PyTorch
Master Snake Game AI with PPO: Step-by-Step Guide (Part I)

Master Snake Game AI with PPO: Step-by-Step Guide (Part I)

This is a two part tutorial, we’ll explore how to create a Snake Game in first part and develop an AI using Proximal Policy Optimization (PPO) to master the gameplay in second part.

Creating a Snake game environment

The Snake game is a classic and simple arcade game that has captivated players for decades. The objective is straight forward: control a snake as it navigates a grid; consuming fruit to grow longer while avoiding collisions with itself and the grid boundaries. The challenge lies in maneuvering the increasingly lengthy snake, as each piece of fruit adds to its body, making it more difficult to avoid collissions.

Game Rules:

Objective:

The primary goal is to guide the snake toward the fruit scattered across the grid.
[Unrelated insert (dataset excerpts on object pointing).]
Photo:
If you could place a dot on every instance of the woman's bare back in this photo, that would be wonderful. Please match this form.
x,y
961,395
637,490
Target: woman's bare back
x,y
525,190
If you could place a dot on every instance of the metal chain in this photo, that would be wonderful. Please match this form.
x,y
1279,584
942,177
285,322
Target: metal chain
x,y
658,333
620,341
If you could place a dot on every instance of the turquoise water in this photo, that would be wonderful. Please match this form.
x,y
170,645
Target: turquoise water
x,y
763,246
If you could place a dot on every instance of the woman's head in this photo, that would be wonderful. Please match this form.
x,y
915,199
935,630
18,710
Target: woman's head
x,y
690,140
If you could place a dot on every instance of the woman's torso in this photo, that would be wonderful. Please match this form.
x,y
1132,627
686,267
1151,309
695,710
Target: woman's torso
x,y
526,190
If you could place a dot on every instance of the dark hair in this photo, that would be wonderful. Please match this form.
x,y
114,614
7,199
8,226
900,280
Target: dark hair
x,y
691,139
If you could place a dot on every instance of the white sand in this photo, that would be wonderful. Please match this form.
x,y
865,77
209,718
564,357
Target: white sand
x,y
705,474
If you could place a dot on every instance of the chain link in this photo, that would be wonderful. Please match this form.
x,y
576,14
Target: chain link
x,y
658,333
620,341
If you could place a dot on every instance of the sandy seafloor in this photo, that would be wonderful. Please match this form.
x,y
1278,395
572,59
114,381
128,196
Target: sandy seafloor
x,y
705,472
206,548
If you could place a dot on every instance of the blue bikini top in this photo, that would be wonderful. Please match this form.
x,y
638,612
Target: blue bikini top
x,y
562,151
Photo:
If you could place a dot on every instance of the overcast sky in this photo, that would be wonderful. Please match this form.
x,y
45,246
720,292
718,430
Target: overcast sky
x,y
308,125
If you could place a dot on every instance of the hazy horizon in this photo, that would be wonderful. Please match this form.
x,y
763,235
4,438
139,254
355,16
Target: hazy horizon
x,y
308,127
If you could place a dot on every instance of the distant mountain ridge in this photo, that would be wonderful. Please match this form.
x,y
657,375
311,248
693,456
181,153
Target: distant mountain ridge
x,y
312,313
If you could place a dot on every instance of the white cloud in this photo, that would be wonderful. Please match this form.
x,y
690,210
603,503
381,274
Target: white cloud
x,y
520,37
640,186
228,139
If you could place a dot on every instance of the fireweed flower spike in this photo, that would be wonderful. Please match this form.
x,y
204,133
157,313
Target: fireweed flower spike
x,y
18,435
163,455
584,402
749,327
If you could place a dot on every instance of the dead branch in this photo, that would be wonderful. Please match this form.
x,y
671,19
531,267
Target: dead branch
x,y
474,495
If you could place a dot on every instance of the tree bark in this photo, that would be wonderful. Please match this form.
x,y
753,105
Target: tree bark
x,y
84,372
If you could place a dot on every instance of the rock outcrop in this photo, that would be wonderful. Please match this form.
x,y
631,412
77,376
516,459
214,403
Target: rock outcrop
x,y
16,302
Each time the snake eats a fruit, it grows longer by one unit.

Movement:

The snake can move in four directions: up, down, left or right. The player can control the snake’s direction, but it cannot move backward. (e.g if moving right, it cannot immediately move left).

Grid:

The snake moves within a grid, which acts as the gameboard.

Scoring System

Fruit Consumption:

The snake earns point by consuming fruit. Each fruit consumed typically awards a fixed number of points. In this environment, eating a fruit awards 10 points.

Penalty for Inactivity:

To encourage efficient gameplay, the snake incurs a small penalty of -0.01 point for each step taken without eating a fruit. This penalty ensures that the player is motivated to seek out fruit rather than aimlessly moving around.

Self Collision Penalty:

If the snake collides with itself, the game ends and a significant penalty of -5 points is applied.

Boundary Collision Penalty:

Similarly, if the snake collides with the grid’s boundary the game ends with a -5 points penalty.
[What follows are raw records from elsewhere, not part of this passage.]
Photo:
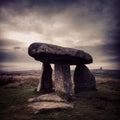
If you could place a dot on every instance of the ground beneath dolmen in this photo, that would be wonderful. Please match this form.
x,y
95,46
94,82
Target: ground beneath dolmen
x,y
103,104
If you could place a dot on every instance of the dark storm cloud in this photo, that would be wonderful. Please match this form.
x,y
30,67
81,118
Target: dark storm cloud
x,y
91,25
12,51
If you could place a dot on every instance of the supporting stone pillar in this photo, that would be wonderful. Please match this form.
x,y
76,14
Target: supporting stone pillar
x,y
63,83
45,84
83,79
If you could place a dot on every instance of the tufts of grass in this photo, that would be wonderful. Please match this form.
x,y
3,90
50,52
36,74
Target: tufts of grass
x,y
103,104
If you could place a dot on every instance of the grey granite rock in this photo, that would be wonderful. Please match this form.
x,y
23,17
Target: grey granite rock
x,y
53,54
51,97
45,106
83,79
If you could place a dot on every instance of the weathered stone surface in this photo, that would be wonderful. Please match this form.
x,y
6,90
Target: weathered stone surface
x,y
53,54
44,106
83,79
47,97
45,84
63,81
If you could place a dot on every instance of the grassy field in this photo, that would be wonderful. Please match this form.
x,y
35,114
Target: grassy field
x,y
103,104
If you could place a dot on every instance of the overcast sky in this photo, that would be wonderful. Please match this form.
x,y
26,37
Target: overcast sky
x,y
89,25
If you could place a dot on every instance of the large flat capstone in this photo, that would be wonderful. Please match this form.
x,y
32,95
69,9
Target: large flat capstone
x,y
48,53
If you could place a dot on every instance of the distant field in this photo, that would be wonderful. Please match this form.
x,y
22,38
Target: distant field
x,y
103,104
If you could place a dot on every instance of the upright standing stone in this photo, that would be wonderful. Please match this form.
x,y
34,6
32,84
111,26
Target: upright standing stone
x,y
45,85
63,81
83,79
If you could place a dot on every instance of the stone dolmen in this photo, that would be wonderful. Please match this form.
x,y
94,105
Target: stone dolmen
x,y
62,58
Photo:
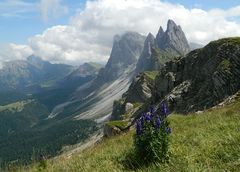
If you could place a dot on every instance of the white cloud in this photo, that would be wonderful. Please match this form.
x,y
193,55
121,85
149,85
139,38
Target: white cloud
x,y
14,52
52,8
89,35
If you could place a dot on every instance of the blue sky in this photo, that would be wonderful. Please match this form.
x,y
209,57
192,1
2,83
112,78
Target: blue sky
x,y
19,28
68,31
207,4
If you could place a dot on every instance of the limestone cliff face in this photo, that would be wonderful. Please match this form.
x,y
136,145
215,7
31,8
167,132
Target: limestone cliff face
x,y
173,39
125,52
165,47
201,79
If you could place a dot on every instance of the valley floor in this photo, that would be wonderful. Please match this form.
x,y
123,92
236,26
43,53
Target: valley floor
x,y
209,141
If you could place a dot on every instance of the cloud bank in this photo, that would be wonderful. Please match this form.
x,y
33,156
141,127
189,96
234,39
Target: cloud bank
x,y
88,37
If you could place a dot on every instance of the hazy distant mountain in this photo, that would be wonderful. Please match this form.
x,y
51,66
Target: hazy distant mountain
x,y
32,74
125,52
194,45
173,39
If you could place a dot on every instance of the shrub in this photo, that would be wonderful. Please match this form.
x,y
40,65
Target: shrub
x,y
151,141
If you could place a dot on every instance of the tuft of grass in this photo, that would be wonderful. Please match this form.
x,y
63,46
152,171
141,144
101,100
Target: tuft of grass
x,y
119,124
199,142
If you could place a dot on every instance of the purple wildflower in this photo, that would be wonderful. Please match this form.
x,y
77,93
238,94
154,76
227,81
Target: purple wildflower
x,y
138,128
164,109
152,109
168,130
148,118
158,122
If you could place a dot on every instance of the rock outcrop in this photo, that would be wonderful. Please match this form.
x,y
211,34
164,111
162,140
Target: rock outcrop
x,y
173,39
125,52
201,79
164,48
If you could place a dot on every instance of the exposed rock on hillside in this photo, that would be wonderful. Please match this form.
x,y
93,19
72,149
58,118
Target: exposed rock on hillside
x,y
165,47
201,79
173,39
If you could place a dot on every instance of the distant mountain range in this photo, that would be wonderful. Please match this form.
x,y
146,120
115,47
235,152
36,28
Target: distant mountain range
x,y
48,106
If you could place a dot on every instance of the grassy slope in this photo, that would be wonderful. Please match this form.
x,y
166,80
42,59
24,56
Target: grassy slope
x,y
204,142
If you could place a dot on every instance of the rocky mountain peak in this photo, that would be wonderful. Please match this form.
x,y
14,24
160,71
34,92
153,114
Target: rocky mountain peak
x,y
125,52
171,25
173,39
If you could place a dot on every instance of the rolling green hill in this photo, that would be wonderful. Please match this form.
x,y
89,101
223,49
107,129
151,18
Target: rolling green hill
x,y
199,142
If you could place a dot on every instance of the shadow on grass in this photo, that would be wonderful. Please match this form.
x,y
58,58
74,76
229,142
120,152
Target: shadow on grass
x,y
133,162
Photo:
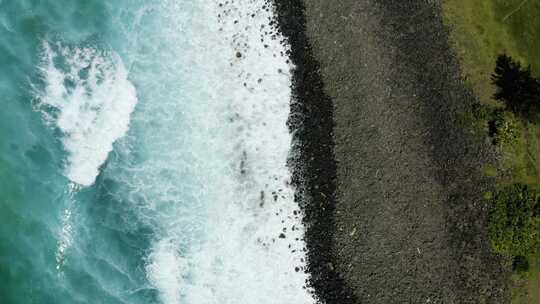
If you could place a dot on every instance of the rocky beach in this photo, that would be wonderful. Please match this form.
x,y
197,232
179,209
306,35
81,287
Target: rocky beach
x,y
393,182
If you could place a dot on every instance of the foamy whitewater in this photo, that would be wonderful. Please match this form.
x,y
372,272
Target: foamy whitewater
x,y
173,129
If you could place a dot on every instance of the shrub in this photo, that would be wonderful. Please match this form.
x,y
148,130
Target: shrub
x,y
514,227
502,128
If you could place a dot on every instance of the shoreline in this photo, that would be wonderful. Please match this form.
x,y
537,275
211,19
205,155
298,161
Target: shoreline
x,y
393,181
313,163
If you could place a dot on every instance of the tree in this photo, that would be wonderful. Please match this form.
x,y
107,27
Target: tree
x,y
517,88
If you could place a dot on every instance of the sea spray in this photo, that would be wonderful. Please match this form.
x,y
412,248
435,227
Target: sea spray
x,y
194,204
89,99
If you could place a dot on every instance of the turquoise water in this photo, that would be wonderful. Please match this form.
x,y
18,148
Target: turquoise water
x,y
143,149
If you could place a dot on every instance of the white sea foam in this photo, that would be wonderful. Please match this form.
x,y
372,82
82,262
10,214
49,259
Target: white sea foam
x,y
89,99
208,147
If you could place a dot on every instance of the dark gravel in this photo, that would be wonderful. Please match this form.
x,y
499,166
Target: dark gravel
x,y
392,183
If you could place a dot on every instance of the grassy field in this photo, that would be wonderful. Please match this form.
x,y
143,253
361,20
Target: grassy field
x,y
481,30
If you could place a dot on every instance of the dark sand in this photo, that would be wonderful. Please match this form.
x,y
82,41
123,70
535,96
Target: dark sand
x,y
398,217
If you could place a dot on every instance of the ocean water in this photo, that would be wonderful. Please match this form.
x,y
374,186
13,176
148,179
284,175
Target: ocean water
x,y
143,154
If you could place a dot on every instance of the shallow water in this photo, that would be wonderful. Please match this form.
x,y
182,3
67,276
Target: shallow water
x,y
143,154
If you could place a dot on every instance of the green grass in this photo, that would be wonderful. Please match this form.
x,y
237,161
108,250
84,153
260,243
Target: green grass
x,y
481,30
527,285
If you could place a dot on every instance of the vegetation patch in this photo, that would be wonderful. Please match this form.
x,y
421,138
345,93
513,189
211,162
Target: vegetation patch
x,y
498,44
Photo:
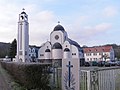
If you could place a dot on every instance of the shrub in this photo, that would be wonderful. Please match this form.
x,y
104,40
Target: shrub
x,y
29,75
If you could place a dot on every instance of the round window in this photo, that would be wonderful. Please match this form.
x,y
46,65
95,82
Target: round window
x,y
56,37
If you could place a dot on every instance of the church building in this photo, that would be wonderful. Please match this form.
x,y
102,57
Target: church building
x,y
59,47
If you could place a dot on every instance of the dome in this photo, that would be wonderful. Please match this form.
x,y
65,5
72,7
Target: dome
x,y
47,50
57,46
59,28
23,12
66,50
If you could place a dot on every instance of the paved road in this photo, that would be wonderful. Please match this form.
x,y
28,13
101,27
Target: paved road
x,y
3,82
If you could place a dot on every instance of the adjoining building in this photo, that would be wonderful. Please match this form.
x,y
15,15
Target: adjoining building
x,y
59,45
99,53
33,53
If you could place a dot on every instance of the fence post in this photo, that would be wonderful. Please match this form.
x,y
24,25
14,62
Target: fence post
x,y
94,80
88,81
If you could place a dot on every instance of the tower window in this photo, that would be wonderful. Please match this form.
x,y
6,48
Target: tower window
x,y
22,17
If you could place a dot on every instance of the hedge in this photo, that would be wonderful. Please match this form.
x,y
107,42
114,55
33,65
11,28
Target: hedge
x,y
29,75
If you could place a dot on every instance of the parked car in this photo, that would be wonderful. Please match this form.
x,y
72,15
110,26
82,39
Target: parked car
x,y
101,63
107,64
87,64
113,63
94,63
118,63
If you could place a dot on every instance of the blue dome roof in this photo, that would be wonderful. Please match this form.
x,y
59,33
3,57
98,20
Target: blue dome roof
x,y
59,28
23,12
57,46
47,50
66,50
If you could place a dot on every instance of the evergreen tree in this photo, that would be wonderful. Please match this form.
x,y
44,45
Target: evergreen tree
x,y
13,49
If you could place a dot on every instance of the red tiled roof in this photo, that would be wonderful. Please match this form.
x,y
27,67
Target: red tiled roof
x,y
97,49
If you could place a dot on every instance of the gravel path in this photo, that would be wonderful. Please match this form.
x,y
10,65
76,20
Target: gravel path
x,y
4,81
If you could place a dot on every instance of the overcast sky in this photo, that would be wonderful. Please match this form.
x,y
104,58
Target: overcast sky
x,y
89,22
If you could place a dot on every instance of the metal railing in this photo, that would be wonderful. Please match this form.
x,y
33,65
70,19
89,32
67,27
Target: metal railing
x,y
100,79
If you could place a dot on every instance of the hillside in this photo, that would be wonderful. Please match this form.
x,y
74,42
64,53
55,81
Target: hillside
x,y
4,49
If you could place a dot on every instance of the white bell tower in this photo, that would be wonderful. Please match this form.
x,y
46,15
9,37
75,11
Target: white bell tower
x,y
23,38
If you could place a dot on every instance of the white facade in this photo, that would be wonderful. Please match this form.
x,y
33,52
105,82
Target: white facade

Additionally, if the player takes too many steps without eating fruit (in this case, more than 100 steps), the game automatically ends to prevent stalling and adds an additional penalty of -5 to the score.

Lets dive into code

Installation of basic library

pip install gym pygame numpy

Step I: Initialize the Environment

We begin by setting up the basic structure of a Gym environment. This includes inheriting from the gym.Env class and defining the necessary methods: __init__, reset(), step(), and render().

import gym
from gym import spaces
import numpy as np
import pygame
import random

Defining Constants: We’ll define the colors and window size for our game.

BROWN = (139, 69, 19)  # Background color
SNAKE_COLOR = (0, 255, 0)  # Snake color
FRUIT_COLOR = (255, 0, 0)  # Fruit color
HEAD_COLOR = (0, 0, 255)  # Head of the snake

Step 2: Create the SnakeEnvWithPenalty Class

This class will manage everything related to the environment, including snake movement, fruit generation, rewards, and rendering.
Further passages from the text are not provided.